When Josh Hart was taken with the last pick (30th overall) in the first round of the 2017 NBA Draft, he entered the league with a reputation or expectation of being a player who would play steady defense and provide adequate floor spacing with his shooting.
But rather than become boxed in by the “3-and-D” label placed on many athletic wing players, Hart has worked to carve out a larger role for himself in his rookie season with the Los Angeles Lakers. “I think 3-and-D, the biggest thing with that is, you guard the best player and then you stand in the corner and wait to get the ball to make your shot,” Hart said.
“I think I do a lot more things than that. I can defend some of the best players, I can rebound, I can push it, make plays off the dribble and that kind of thing. I don’t label myself a 3-and-D guy because I’m not going to sell myself short.”
That type of confidence extends beyond Hart simply believing in himself. “Throughout the season, every time he gets the opportunity to play big minutes or have a bigger role, he’s been pretty good for us,” Lakers head coach Luke Walton said.
“He’s one of our best finishers, he’s one of our best rebounders, he can push it in transition. I would agree with you, saying he’s a 3-and-D guy is limiting his potential as player.”
Julius Randle added: “He’s been great. He got sent to the G League for a couple games; had to get that aggressiveness and that edge back. Once he did, he came back and he’s been tremendous ever since. Game-by-game getting better.”
While there was steady improvement in his production as the season wore on, Hart has been particularly effective since returning from a fractured bone in his left hand. It’s coincided with the Lakers losing Lonzo Ball, Brandon Ingram and Kyle Kuzma to injuries.

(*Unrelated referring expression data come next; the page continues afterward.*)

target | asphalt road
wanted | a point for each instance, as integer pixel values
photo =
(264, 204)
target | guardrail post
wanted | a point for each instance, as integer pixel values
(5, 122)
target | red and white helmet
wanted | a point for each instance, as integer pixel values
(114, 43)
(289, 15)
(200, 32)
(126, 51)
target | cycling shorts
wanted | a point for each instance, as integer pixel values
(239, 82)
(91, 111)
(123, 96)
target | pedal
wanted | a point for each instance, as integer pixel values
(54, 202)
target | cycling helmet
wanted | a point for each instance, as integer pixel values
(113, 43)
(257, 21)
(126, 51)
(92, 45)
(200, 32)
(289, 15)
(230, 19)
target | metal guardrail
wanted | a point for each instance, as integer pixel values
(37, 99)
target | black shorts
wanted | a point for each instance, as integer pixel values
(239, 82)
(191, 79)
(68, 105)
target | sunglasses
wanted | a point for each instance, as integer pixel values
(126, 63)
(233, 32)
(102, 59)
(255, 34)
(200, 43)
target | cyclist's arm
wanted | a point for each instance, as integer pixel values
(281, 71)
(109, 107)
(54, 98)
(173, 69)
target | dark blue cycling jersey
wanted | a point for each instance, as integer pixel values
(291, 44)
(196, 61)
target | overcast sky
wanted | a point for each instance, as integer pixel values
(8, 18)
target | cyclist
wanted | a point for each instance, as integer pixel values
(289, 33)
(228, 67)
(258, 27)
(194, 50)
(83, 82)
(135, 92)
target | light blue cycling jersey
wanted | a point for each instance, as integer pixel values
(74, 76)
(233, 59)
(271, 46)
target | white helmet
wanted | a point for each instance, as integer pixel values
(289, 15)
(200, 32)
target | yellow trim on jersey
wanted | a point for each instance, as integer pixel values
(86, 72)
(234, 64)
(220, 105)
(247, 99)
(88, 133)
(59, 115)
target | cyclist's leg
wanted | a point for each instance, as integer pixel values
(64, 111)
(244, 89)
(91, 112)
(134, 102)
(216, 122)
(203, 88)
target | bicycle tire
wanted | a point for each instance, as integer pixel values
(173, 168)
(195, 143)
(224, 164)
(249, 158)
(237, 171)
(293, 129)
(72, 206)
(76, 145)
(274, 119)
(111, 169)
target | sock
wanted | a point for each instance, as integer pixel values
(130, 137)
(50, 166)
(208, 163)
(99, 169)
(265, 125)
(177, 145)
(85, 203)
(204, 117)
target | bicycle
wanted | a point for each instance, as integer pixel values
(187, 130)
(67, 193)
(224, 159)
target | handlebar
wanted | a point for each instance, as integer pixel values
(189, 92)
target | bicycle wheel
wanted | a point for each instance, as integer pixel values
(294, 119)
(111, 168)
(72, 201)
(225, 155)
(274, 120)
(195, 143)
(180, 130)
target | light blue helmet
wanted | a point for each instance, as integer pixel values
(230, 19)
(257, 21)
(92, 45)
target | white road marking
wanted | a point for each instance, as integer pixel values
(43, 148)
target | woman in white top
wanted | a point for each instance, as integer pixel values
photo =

“When they’re out, I just have to take on a little bit of a bigger role,” Hart said. In five games this month he’s averaging 13.8 points, 6.4 rebounds and two assists. Hart enters play Tuesday coming off back-to-back 20-point games for the first time in his career.
Prior to the All-Star break, he averaged just 6.3 points and averaged 21 minutes per game. In nine games since, the 23-year-old is averaging 13.1 points and nearly 33 minutes. The larger role is one Walton has actively worked to get Hart.
“As the season has gone along we’ve drawn up more ATOs (after-timeout plays) for him to where we’re specifically trying to get him a shot or matchup that we like with him in it,” Walton explained.
“He’s done a really nice job of finishing those plays and taking advantage of them. He’s someone, as a coaching staff, we have a lot of confidence in.”
That trust has fueled Hart. “I’m more confident. When I first got in I was more timid offensively,” he admitted. “I just tried to make my name on defense. Now, I’m a lot more comfortable. Even defensively, wanting to guard the main guy.
“As a rookie coming in, I think the biggest thing you want to do is make a name for yourself on the team and prove to the guys that you belong here. To have the trust of your teammates and coaches, that’s the biggest thing.”
Great as Hart has been for the Lakers, Walton sees room for more growth. “I think he’s another one of these guys that’s going to have a big offseason now that he’s got to experience guarding James Harden, guarding other teams’ best players, elite scorers,” he said.
“And also figured out where he can get his shots and things of that nature. He’s done a really good job of just consistently working and being professional with the opportunities that he’s had.”
Though, if you ask Hart, there’s already been a lesson learned when it comes to defending some of the best offensive players the league has to offer. “I can’t touch them,” he deadpanned.